Das ödipale Erleben hat mehrere Aspekte:

• Es ist ein triangulärer Konflikt zwischen dem Selbst und zwei Liebesobjekten; diese Liebesobjekte sind verschiedengeschlechtlich, zumeist Vater und Mutter, und zwischen beiden wird eine genital-sexuelle Liebe vorausgesetzt und unbewusst vorgestellt.

• Es ist ein libidinöser Triebkonflikt, d. h. ein Konflikt zwischen Liebe und Hass: Das eine Objekt wird begehrt, dem Anderen wird Vernichtung gewünscht. Intrapsychisch handelt es sich um einen Trieb-Überich-Konflikt, der ödipale Schuldgefühle erzeugt.

• Der Triebkonflikt vollzieht sich im Bereich der kindlichen Phantasie, d. h. es besteht eine realistische Einschätzung darüber, dass weder das Liebesbegehren noch die Vernichtungswünsche verwirklicht werden. Eine Realisierung, d. h. eine Umsetzung innerer Phantasien in äußere Wirklichkeit, kommt einer Zerstörung dieser fragilen Entwicklungsposition gleich und bedeutet eine psychische Katastrophe. Hier liegt die Wurzel für die lebenslang zerstörerisch wirkende Kraft von sexuellen und aggressiven Missbrauchserfahrungen in der Kindheit.

• Der vollständige Ödipuskomplex hat zwei Seiten: Im »positiven« Ödipuskomplex wird der gegengeschlechtliche Elternpart begehrt, der gleichgeschlechtliche bekämpft; im »negativen« ist es umgekehrt. So besteht der positive Ödipuskomplex des Mädchens aus der Rivalität mit der Mutter um den Vater, der negative aus der Liebe zur Mutter und dem Ausschluss des Vaters.

Der Ödipuskomplex entfaltet sich gegen Ende des fünften Lebensjahrs zu seiner vollen Blüte. Wenn das Kind begreift, dass es von der genitalen Liebe zwischen beiden Eltern ausgeschlossen ist und seine ödipalen Triebbedürfnisse nicht verwirklichen kann, beginnt es zu verzichten und seine ödipale Erlebnisweise durch seine Hinwendung zum gleichgeschlechtlichen Elternteil und in Identifikation mit ihm zu überwinden.

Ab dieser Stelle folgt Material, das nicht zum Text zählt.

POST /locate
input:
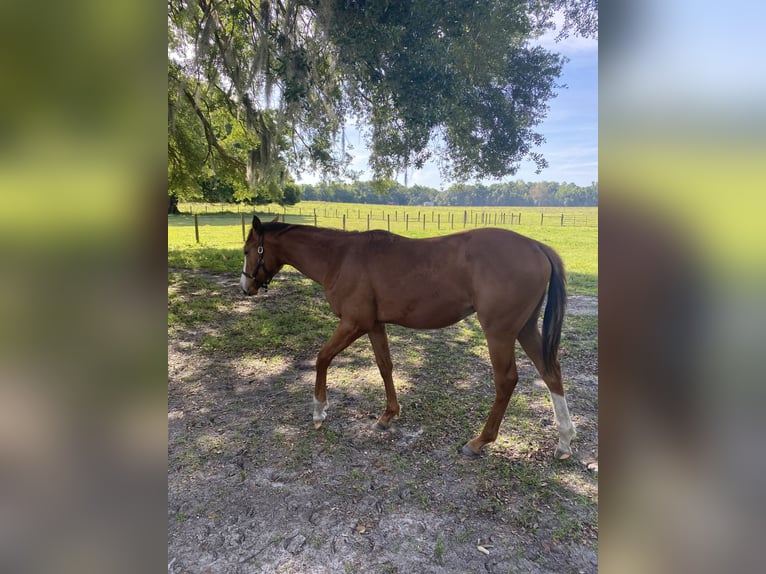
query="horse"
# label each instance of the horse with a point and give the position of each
(374, 278)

Beim Jungen wird dabei der Wunsch, den Vater als Rivalen zu beseitigen, durch den Wunsch ersetzt, so sein zu wollen wie er. Nun kann der Bub sich im Begehren nach der Frau mit seinem Vater identifizieren, kann die Objektwahl von ihm übernehmen und braucht ihn nicht mehr zu bekämpfen und zu fürchten. Entsprechendes gilt für das Mädchen. Es fühlt sich nun wie die Mutter als kleine Frau, die fähig ist, einen Mann – den Vater – zu lieben.

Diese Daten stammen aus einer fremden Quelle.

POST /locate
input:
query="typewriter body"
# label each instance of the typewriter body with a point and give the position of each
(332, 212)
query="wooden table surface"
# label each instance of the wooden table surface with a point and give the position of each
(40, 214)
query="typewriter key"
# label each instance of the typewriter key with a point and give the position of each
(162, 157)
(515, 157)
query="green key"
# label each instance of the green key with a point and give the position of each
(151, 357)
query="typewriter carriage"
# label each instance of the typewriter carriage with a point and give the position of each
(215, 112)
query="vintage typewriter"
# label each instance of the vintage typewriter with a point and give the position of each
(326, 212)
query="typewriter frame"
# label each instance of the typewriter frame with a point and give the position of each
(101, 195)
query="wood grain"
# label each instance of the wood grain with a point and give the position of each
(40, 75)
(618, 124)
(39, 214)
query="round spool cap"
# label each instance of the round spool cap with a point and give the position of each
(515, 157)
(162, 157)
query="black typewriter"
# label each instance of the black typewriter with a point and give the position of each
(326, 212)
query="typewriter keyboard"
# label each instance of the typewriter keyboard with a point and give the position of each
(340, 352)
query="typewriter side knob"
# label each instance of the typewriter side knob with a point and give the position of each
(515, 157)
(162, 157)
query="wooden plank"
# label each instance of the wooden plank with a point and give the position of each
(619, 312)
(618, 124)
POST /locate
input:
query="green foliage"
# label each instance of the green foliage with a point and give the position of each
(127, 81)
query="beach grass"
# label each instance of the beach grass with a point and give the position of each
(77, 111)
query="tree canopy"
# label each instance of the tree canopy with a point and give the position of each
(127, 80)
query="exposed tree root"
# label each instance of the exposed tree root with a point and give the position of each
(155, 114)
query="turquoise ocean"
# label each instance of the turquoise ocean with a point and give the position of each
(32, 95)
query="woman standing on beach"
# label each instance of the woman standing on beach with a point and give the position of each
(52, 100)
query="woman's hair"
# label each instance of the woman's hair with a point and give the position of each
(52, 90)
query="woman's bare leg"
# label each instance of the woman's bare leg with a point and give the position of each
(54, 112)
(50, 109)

In der homosexuellen Entwicklung, d. h. bei homosexueller Geschlechtsidentität, wird der Ödipuskomplex durch eine Identifizierung mit dem gegengeschlechtlichen Elternteil im Verlangen nach dem gleichgeschlechtlichen gelöst. Diese Theorie, welche Homosexualität als psychosexuelle Inversion betrachtet, gilt allerdings als umstritten ( Kap. 10.5.4).

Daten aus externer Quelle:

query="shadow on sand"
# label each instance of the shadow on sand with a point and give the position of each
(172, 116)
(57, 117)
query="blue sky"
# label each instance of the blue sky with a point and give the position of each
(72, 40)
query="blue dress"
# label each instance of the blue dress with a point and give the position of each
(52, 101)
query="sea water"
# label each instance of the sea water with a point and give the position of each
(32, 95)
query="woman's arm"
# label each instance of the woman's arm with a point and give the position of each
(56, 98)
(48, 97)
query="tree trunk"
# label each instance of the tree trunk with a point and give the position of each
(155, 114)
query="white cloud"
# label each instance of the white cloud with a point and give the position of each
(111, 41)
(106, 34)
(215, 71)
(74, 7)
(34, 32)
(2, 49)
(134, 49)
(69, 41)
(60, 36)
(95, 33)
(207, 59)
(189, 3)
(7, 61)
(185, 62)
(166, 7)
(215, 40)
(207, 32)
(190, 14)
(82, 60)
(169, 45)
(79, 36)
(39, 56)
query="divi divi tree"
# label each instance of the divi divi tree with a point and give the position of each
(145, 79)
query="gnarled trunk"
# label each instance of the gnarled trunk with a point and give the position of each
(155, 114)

Der Ödipuskomplex wird also durch Liebe und Identifizierung gelöst. Freud sprach vom »Untergang des Ödipuskomplexes« und sah darin den Abschluss der infantilen (Sexual-)Entwicklung. Auf diese Weise entsteht eine Absicherung der Geschlechtsidentität und die Fähigkeit zum Leben in sozialen Gruppen.

Fixierungen der ödipalen Entwicklung führen dagegen zu einer schuldhaften Verarbeitung der sexuellen Identität oder werden durch Regression oder Reaktionsbildungen abgewehrt. Sie bilden die Disposition zur Entstehung von Konfliktstörungen auf höherem Strukturniveau ( Kap. 4.4).